The project has been financed in 2014 by Eurostat under the theme 8.4―“Pro- vide quality agriculture, fisheries and forestry statistics” with the title “Pilot studies to develop methodological improvements to agri-environmental statistics and statistics on grassland production”. The main goal has been the assessment of grassland biomass by means of free satellite images. The proposed method has built upon the correlation existing between the image values, in different spectral bands, and the grassland height, strictly depending on the biomass of the relative vegetation classes  -  .

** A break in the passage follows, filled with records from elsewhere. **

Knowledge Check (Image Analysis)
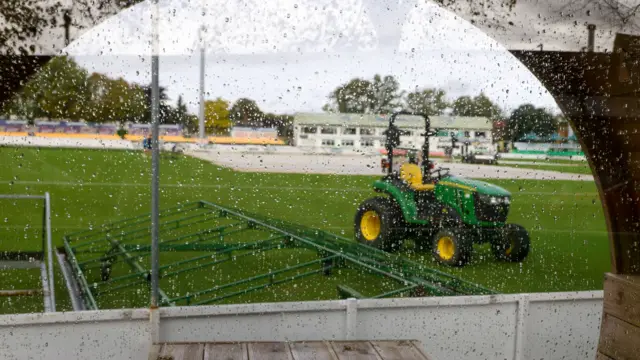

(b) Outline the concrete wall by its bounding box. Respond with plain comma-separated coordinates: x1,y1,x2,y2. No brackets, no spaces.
0,291,603,360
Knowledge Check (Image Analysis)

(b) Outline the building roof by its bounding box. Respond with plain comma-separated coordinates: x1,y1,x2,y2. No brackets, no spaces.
293,113,493,130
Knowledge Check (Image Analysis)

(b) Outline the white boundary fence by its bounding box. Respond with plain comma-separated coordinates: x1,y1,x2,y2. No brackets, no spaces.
0,291,603,360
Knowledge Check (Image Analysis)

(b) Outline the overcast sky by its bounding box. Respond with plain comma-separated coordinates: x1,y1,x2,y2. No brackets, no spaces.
61,0,640,113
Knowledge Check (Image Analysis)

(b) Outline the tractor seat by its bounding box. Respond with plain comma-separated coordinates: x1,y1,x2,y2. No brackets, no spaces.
400,163,436,191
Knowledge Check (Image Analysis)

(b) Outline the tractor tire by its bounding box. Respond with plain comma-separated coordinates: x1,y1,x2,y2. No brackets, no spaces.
431,228,473,267
491,224,531,262
354,197,404,252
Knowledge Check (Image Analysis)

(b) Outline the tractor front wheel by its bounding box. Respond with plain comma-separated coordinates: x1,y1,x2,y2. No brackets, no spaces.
491,224,531,262
431,229,473,266
354,197,404,251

The regression model needs to be calibrated by ground truth samples that should be collected almost simultaneously with the satellite acquisition date. So, the need of fast and accurate measurements campaigns is crucial for getting a high correlation between real grassland height and image values.
2. Study Area
During the planning phase, three areas have been identified for the collection of training and test samples, one in the North, the second in Central and the third in Southern Italy. A specific mission in the National park of Murge, in Puglia, South of Italy, has shown however the unsuitableness of the local grassland for the model, due to the presence of stones and shrubs over the ground and the low number of pastures in the small, scattered and flatten areas. The collected samples of the grass height have also demonstrated the diversity of vegetation classes and the need to build a complex regression model considering the height of each class, or each group of classes, separately.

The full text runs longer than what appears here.